Updated: Jan 3
If you’re single and middle-aged, going to weddings can be a little uncomfortable. If you’re single and middle-aged and you don’t drink, going to weddings can be even more challenging. If you’re single, middle-aged, alcohol-free, and you've lost a child around the same age as the bride and groom, well then, going to that wedding might take your breath away.
I’m guessing it’s probably similar if you've lost a grandchild and are going to that same kind of wedding.
Now please don’t get me wrong. I mean really, really please don’t get me wrong. This isn’t a bitterness thing. I love the bride and groom. I love the parents of the bride and groom. I count them in my closest circle of dearest friends, and I want to share in their joy. I definitely do. (And I will, no matter what it takes.)
But you see, what I don’t particularly want is the weight of the emotional bootstraps I have to pull myself up by in order to graciously walk through this, for everyone's sake. I don’t want the what-ifs, the regrets, the deep sadness. I don’t want to feel like I can’t mention my son’s name, for fear it will “bring everyone down.” I really don’t want to feel any of this at all.
Weddings are naturally full of hopes and dreams. I don’t want to be reminded of dreams, especially lost dreams. The dreams I had for my son Chad, who died in June of 2019. And the many dreams he had - plans, hopes, and yearnings that died on the day he died. Dreams for a wife, and children, and hopes for his own grandfather to live to see his children. His grandfather still lives, but Chad doesn’t. That’s harder to swallow on some days than others - like on wedding days.

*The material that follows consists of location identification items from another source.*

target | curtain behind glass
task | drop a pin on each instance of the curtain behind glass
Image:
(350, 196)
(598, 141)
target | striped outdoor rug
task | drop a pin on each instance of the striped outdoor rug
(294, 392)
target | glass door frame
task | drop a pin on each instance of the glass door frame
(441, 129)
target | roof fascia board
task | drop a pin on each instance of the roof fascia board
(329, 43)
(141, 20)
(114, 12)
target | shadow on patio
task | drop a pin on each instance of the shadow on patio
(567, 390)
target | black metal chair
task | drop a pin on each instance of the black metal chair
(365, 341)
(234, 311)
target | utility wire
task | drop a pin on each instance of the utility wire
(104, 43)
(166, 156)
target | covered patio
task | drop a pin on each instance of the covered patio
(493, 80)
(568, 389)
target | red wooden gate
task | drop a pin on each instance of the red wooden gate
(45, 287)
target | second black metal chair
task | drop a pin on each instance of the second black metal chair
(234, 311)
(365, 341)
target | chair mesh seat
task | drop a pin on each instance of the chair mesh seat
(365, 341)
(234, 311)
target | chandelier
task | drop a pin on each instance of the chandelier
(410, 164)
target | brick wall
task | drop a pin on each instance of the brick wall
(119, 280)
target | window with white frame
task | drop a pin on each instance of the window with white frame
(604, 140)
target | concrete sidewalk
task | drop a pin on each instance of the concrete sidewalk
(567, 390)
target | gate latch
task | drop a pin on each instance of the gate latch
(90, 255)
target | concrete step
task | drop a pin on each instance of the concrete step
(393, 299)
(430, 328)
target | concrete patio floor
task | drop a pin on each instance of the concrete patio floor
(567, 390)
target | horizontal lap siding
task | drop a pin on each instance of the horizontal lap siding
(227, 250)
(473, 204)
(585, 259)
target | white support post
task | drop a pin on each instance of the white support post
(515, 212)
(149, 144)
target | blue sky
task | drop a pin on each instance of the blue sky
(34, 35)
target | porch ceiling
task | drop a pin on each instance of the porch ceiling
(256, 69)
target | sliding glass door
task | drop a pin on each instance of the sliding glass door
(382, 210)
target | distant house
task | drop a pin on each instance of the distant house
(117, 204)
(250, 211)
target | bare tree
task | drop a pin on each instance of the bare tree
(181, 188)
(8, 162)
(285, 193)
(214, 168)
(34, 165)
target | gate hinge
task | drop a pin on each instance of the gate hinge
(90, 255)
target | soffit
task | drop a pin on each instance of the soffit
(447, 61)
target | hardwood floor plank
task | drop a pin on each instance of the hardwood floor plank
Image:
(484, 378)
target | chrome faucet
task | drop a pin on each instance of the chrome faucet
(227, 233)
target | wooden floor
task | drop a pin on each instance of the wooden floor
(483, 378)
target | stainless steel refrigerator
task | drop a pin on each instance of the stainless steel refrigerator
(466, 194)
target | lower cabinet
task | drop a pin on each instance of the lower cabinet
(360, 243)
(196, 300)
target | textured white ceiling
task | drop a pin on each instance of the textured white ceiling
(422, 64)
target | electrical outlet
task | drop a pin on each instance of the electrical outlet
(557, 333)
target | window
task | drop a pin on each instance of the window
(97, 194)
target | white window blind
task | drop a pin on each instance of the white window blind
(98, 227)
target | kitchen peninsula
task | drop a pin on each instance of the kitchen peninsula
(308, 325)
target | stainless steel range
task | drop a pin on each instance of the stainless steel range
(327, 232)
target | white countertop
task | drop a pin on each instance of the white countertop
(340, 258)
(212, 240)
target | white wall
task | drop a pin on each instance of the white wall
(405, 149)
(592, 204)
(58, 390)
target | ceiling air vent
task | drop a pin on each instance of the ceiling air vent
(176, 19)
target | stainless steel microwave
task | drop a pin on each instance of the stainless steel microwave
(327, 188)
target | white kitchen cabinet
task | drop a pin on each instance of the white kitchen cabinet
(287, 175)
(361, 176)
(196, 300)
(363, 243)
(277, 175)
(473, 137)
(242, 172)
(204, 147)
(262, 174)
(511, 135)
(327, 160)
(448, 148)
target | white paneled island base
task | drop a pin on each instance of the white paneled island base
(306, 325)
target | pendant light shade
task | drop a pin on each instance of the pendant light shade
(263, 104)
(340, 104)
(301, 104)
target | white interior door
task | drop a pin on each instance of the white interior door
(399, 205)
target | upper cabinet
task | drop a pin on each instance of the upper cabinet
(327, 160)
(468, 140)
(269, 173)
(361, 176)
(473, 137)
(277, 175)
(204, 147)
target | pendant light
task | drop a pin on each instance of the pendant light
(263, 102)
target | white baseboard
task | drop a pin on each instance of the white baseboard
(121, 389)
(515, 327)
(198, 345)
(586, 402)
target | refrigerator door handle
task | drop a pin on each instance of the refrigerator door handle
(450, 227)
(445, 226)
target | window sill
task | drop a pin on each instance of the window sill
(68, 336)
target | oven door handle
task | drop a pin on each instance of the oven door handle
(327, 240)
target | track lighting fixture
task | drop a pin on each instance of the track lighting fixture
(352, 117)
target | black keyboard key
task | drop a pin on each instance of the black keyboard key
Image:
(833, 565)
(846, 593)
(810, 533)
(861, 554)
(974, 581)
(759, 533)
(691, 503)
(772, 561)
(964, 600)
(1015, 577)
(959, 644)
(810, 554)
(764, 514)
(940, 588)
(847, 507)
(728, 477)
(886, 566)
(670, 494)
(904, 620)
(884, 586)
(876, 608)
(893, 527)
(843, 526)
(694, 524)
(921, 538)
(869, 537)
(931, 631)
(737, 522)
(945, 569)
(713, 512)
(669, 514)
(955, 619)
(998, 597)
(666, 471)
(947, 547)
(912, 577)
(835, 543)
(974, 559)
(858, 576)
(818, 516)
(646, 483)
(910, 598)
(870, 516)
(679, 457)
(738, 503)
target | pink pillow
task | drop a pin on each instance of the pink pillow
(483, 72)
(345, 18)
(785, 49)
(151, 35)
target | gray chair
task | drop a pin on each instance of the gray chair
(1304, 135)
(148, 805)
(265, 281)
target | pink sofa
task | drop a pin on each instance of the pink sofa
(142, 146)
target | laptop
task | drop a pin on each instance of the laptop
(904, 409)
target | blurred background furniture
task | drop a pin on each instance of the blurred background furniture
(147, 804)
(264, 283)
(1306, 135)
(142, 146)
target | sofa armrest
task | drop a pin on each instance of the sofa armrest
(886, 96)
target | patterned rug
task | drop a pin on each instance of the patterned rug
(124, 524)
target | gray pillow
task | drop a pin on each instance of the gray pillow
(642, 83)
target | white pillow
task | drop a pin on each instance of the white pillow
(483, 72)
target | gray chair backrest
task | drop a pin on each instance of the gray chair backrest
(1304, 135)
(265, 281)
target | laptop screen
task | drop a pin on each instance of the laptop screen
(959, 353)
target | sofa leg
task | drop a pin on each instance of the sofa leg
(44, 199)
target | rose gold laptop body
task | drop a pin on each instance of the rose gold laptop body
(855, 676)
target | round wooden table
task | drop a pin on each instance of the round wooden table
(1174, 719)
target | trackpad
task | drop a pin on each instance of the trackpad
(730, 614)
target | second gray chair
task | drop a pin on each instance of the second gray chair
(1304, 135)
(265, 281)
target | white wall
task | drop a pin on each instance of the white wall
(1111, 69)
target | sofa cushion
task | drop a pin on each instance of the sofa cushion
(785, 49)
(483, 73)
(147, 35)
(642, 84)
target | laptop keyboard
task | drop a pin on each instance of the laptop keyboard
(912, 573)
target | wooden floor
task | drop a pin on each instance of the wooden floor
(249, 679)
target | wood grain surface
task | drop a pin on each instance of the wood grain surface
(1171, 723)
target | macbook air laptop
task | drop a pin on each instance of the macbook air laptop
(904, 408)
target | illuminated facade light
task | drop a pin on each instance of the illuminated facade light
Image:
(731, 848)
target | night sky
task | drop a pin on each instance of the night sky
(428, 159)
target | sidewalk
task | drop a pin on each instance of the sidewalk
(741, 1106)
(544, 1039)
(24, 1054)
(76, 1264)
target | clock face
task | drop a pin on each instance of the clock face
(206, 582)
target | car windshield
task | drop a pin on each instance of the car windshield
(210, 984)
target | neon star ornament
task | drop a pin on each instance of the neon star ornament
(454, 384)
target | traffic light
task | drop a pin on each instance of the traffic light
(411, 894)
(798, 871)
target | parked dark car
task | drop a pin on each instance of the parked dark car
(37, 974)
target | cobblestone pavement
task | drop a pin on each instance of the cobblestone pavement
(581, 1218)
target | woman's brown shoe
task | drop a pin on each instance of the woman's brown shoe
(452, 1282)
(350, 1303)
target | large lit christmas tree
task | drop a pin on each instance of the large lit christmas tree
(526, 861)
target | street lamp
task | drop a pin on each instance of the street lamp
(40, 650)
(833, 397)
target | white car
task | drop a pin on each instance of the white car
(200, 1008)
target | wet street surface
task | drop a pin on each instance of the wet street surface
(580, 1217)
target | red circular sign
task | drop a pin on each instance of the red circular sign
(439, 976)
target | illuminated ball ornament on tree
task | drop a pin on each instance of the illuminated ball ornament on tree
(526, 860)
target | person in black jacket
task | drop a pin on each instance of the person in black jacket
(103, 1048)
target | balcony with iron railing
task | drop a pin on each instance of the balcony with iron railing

Yes, I know Chad’s in a better place. I remind myself of that often, and “they” tell me to. “They” being all those well-intentioned friends who don’t really have a clue how I'm feeling. Sometimes I wish they would cut me some slack about it - especially when they compare my loss to their natural loss of a parent or an older relative. But instead, I cut them some slack, because they don’t know what to say or do with me. I’ll never be the same, and they're doing the best they can - and I'm grateful for that.
So I’ll go to the wedding, and I’ll feel woozy and askew and lightheaded and off. And I’ll smile, "act as if" and do all the right things. I’ll try to set aside myself, my heart, and my emotions and manifest nerves of steel. It won’t be easy, but I’ll do it. I’m getting good at doing it. I’ll pay for it the next day in tears, trauma, and hurting lungs. Did you know grief affects the lungs? I learned that recently. Oh, the things we learn after our children die.
And I'll hear the bittersweet words that aren't meant in this way but will ring differently to me now. The words that a mother never imagines will come true about her child: "Til death do us part."